Deep Clustering and Deep Network Compression
Abstract
The use of deep learning has grown increasingly in recent years, thereby becoming a much-discussed topic
across a diverse range of fields. Deep learning methods have proven to be robust in representation learning
and attained extraordinary achievement. Their success is primarily due to the ability of deep learning to
discover and automatically learn feature representations by mapping input data into abstract and composite
representations in a latent space. Deep learning's ability to deal with high-level representations from data
has inspired us to make use of learned representations, aiming to enhance unsupervised clustering and
evaluate the characteristic strength of internal representations to compress and accelerate deep neural
networks.
Traditional clustering algorithms attain a limited performance as the dimensionality increases.
Therefore, the ability to extract high-level representations provides beneficial components that can support
such clustering algorithms. In this work, we first present DeepCluster, a clustering approach embedded in
a deep convolutional auto-encoder. We introduce two clustering methods, namely DCAE-Kmeans and
DCAE-GMM. The DeepCluster allows for data points to be classified into their identical cluster, in the
latent space, in a joint-cost function by simultaneously optimizing the clustering objective and the DCAE
objective, producing stable representations, which is appropriate for the clustering process. Both qualitative
and quantitative evaluations of proposed methods are reported, showing the efficiency of deep clustering
on several public datasets in comparison to the previous state-of-the-art methods.
Following this, we propose a new version of the DeepCluster model to include varying degrees of
discriminative power. This introduces a mechanism which enables the imposition of regularization
techniques and the involvement of a supervision component. The key idea of our approach is to distinguish
the discriminatory power of numerous structures when searching for a compact structure to form robust
clusters. The effectiveness of injecting various levels of discriminatory powers into the learning process is
investigated alongside the exploration and analytical study of the discriminatory power obtained through
the use of two discriminative attributes: data-driven discriminative attributes with the support of
regularization techniques, and supervision discriminative attributes with the support of the supervision
component. An evaluation is provided on four different datasets.

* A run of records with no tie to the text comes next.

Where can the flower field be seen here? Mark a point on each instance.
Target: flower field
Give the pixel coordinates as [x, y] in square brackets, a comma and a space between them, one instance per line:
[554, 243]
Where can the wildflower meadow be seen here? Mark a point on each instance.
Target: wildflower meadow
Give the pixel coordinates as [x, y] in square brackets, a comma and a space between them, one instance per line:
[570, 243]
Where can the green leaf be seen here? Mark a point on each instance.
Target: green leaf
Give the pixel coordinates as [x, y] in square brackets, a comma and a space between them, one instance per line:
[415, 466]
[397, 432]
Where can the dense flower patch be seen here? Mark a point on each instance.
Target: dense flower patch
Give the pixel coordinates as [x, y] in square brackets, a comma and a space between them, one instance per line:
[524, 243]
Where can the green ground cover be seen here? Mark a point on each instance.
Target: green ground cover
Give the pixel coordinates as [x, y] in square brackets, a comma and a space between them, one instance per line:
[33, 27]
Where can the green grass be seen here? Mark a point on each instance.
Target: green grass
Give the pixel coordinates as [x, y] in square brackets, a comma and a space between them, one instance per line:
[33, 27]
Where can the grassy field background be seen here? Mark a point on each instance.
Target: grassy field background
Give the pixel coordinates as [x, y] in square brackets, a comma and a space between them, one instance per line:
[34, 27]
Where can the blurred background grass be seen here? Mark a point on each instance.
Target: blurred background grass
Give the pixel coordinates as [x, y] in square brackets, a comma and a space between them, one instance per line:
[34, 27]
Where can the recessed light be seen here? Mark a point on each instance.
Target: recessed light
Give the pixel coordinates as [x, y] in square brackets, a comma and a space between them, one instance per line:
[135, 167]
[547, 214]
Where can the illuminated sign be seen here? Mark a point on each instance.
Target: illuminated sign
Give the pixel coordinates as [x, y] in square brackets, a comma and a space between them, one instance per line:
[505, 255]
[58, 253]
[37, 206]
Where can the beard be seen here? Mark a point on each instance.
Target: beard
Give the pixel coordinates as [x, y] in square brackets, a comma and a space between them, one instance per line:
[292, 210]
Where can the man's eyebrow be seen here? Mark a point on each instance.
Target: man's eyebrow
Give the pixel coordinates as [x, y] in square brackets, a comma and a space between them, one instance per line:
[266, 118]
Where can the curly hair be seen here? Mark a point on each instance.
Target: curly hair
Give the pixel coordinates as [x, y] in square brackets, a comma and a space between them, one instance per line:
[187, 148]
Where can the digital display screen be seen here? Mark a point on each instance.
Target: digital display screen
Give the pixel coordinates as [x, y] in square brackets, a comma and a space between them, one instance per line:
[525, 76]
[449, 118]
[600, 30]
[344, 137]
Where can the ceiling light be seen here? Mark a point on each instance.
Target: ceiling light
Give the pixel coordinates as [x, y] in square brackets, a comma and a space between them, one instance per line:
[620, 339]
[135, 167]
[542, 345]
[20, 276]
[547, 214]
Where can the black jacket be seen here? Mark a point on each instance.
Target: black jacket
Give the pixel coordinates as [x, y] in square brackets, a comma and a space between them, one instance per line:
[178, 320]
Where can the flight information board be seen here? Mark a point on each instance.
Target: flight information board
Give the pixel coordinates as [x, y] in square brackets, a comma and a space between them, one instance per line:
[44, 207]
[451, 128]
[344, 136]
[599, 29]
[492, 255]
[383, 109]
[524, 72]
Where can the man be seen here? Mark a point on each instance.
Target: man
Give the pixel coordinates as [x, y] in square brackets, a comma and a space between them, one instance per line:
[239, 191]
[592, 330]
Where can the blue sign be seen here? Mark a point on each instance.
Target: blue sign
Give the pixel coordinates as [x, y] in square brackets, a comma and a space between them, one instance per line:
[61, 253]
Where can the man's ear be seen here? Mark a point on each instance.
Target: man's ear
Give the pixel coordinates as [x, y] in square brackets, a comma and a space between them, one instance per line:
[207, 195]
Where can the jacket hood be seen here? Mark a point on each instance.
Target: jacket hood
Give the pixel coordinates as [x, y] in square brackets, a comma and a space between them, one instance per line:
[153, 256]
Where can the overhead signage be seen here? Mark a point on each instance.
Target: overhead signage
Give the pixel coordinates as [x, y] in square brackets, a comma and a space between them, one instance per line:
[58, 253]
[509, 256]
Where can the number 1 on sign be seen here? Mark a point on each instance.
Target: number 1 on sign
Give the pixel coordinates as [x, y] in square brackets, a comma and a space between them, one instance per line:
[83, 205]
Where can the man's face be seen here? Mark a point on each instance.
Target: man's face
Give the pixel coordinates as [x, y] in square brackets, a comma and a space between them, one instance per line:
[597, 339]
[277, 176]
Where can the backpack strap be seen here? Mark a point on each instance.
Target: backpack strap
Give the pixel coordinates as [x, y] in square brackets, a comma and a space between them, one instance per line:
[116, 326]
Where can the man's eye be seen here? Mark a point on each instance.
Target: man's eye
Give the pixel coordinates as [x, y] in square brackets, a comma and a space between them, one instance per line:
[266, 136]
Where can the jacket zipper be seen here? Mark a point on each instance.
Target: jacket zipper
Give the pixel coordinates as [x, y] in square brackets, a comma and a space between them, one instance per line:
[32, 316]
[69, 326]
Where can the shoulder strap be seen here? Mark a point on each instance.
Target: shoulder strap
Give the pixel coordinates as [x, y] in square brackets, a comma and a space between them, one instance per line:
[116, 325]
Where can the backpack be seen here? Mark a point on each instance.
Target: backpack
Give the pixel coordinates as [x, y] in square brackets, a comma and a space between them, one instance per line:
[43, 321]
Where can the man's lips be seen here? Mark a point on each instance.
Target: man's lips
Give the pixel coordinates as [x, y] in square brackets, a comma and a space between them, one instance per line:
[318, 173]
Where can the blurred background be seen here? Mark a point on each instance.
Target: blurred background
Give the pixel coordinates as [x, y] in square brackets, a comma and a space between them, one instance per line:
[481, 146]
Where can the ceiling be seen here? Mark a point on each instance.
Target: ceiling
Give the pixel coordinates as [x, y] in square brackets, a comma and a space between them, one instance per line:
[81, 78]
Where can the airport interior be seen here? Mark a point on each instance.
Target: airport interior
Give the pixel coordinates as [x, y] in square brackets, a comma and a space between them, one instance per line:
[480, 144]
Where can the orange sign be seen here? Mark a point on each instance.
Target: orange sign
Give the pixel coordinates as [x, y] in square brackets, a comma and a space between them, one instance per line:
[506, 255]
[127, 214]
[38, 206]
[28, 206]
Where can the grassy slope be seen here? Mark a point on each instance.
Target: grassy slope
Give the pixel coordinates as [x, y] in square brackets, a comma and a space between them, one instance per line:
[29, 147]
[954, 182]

The use of neural networks in various applications is accompanied by a dramatic increase in
computational costs and memory requirements. Making use of the characteristic strength of learned
representations, we propose an iterative pruning method that simultaneously identifies the critical neurons
and prunes the model during training without involving any pre-training or fine-tuning procedures. We
introduce a majority voting technique to compare the activation values among neurons and assign a voting
score to evaluate their importance quantitatively. This mechanism effectively reduces model complexity by
eliminating the less influential neurons and aims to determine a subset of the whole model that can represent
the reference model with much fewer parameters within the training process. Empirically, we demonstrate
that our pruning method is robust across various scenarios, including fully-connected networks (FCNs),
sparsely-connected networks (SCNs), and Convolutional neural networks (CNNs), using two public
datasets. Moreover, we also propose a novel framework to measure the importance of individual hidden units
by computing a measure of relevance to identify the most critical filters and prune them to compress and
accelerate CNNs. Unlike existing metho